Il est important de noter qu’Acti est construit autour d’un modèle local, ce qui signifie que le contexte personnel des utilisateurs reste par défaut sur leur appareil pour des raisons de confidentialité. La société affirme que l’application n’accède ni ne stocke les messages privés, les conversations ou le contexte personnel, sauf si l’utilisateur invoque explicitement une fonctionnalité nécessitant un traitement externe.

Wang dit qu’il a été encouragé à travailler sur un nouveau clavier pour l’ère de l’IA après avoir passé une décennie chez Baidu, augmentant son clavier Facemoji à plus de 300 millions d’utilisateurs actifs quotidiens.
« Lorsque les LLM sont arrivés, j’ai réalisé que quelque chose de fondamental avait changé », a déclaré Wang. « Le texte n’était plus simplement quelque chose que les gens tapaient ; il était devenu un vecteur d’intention. Et dans de nombreux contextes quotidiens, cette intention peut désormais être directement traduite en action. »
« Cela m’a fait croire qu’il était temps de réinventer l’un des produits les plus basiques et universels que les gens utilisent quotidiennement : le clavier.
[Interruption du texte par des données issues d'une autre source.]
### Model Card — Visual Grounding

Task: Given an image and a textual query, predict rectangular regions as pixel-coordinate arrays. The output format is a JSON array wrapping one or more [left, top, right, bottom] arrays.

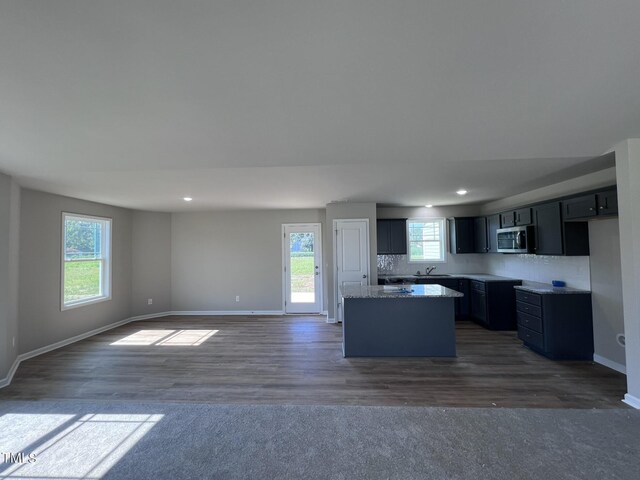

Pour moi, l’opportunité de reconstruire une surface aussi fondamentale pour l’ère de l’IA est profondément excitante », a-t-il ajouté.
Le modèle économique d’Acti est encore en train de prendre forme, mais la société prévoit de générer des revenus via des abonnements offrant aux utilisateurs des modèles d’IA plus avancés, des limites d’utilisation quotidienne plus élevées et d’autres fonctionnalités premium.

L’application est déjà livrée avec certaines compétences intégrées, comme « T », qui vous permet de traduire un message dans une autre langue en appuyant longuement sur la lettre de votre clavier. Une autre compétence, « C », déclenchera un lien de réunion.
Les utilisateurs n’ont pas besoin de savoir coder pour créer une compétence, souligne l’entreprise. Au lieu de cela, vous pouvez simplement décrire ce que vous voulez dans un langage simple, et Acti le construit. Avant le lancement, les testeurs à accès anticipé ont développé plus de 1 000 compétences en moins de deux semaines.
Ces compétences peuvent être soit privées pour votre propre usage, soit partagées publiquement sur un marché de compétences, où vous pouvez trouver celles que les gens ont déjà créées, comme les compétences permettant d’accéder aux données de la Coupe du monde en temps réel ou aux liens Polymarket, entre autres. À l’avenir, ce Skill Hub pourrait également offrir des opportunités de monétisation supplémentaires.

La société a également partagé en exclusivité avec TechCrunch qu’elle venait de clôturer un financement de démarrage de 5,3 millions de dollars, dans le cadre d’un cycle dirigé par BITKRAFT Ventures.
« Nous avons soutenu Acti parce que cette équipe a de réelles chances de s’approprier la prochaine phase de l’interaction homme-machine », a déclaré Jonathan Huang, associé chez BITKRAFT Ventures, à propos de l’investissement de l’entreprise.
L’équipe Acti comprend également le CTO Mike Sun, qui était le responsable technique fondateur de Yike Album, la plate-forme photo en nuage de Baidu, qui compte plus de 10 millions d’utilisateurs actifs quotidiens. Chez Acti se trouve également le CSO Junbo Yang, qui a rejoint HashKey Capital, où Yang a dirigé des dizaines d’investissements de consommation.